En nuestro país hemos tenido igualmente esa clase de políticos prácticos, organizados y sin sangre en las venas. Ellos consideran la cultura como un hecho menor y sin importancia, una actividad al margen de la realidad cotidiana y alejada del mundo "real". El arte, la literatura, la poesía son para ellos expresiones extrañas, solo aptas para soñadores vanos e infecundos. Pero por fortuna no son estos los que infunden pavor.  Su torpeza al caminar les pone en evidencia su puesta en escena es reconocible y fácil de detectar. Son otros, revestidos de manera distinta, los que son dignos de cuidado.
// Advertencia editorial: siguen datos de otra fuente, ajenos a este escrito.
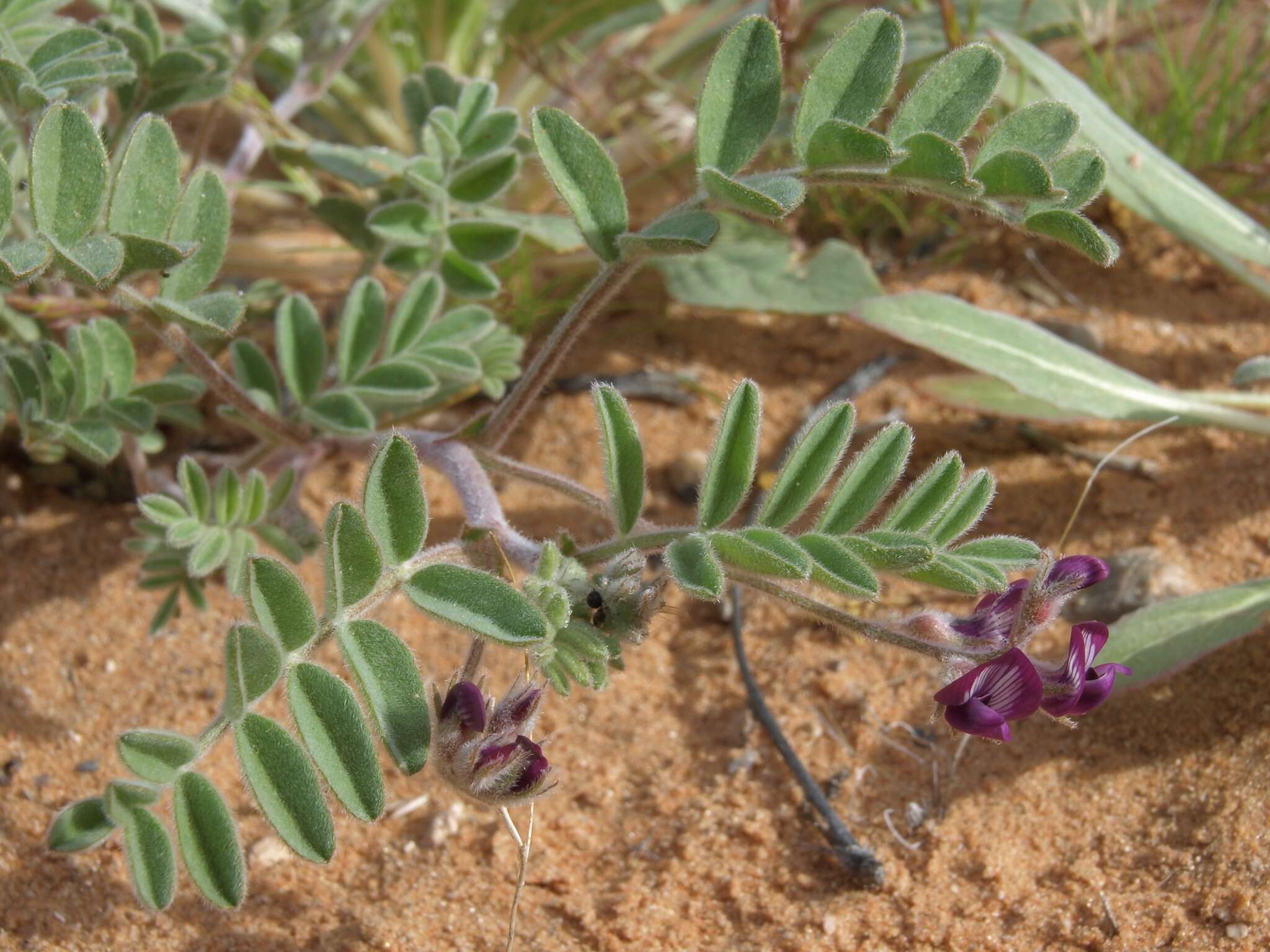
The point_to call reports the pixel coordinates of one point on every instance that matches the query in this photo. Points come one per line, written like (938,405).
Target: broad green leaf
(1140,173)
(390,684)
(681,232)
(286,787)
(854,79)
(397,509)
(1077,231)
(151,861)
(624,456)
(752,268)
(868,479)
(950,95)
(479,603)
(404,223)
(585,177)
(695,569)
(928,496)
(809,465)
(762,551)
(836,566)
(253,664)
(414,311)
(280,604)
(361,325)
(202,218)
(301,347)
(1168,635)
(890,551)
(484,178)
(68,174)
(466,278)
(155,756)
(1038,363)
(730,467)
(482,240)
(331,724)
(967,507)
(148,186)
(840,145)
(768,196)
(353,563)
(208,840)
(81,826)
(741,97)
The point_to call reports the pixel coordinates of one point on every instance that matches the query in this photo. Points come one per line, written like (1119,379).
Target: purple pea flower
(1078,687)
(984,700)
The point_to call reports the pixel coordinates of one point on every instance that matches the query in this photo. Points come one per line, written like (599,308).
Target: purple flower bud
(985,699)
(468,705)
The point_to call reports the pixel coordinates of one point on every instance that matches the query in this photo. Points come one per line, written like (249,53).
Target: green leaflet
(286,787)
(730,469)
(68,174)
(280,604)
(950,95)
(155,756)
(854,79)
(208,840)
(624,456)
(741,97)
(353,563)
(331,724)
(478,602)
(390,684)
(585,177)
(694,566)
(810,462)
Aquellos que no se permiten un respiro, los que se convierten en pájaros de mal agüero, los que abusan de un discurso apocalíptico en todo momento, sin manifestar la menor capacidad para descansar la vista ni relajarse, siquiera, por un instante. Agoreros y eternos quiromantes de desgracias.

 

Cuando leo o veo actuar a alguien sin el menor ingenio ni atisbo de un rasgo jocoso, pienso en esos pequeños dictadores ocultos, cuya falta de talento les impide acceder a las más altas cotas de poder. Personajes cuya medianía y falta de entereza les sitúa para siempre en planos intermedios desde donde ejercen una labor de zapa contra todo lo que huela a libertad de pensamiento, no importa cuán cerca pretendan venderse de la idea de ser gestores y abanderados de la misma. Desconfíen si sus mensajes y escritos no destilan ni una gota de ese sano ejercicio que consiste en reírse de uno mismo. Pongan cuidado y presten mucha atención a su presencia. Tal vez bajo sus palabras permanezca al acecho un Josef Stalin o un Augusto Pinochet agazapado tras la sombra de una falsa apariencia.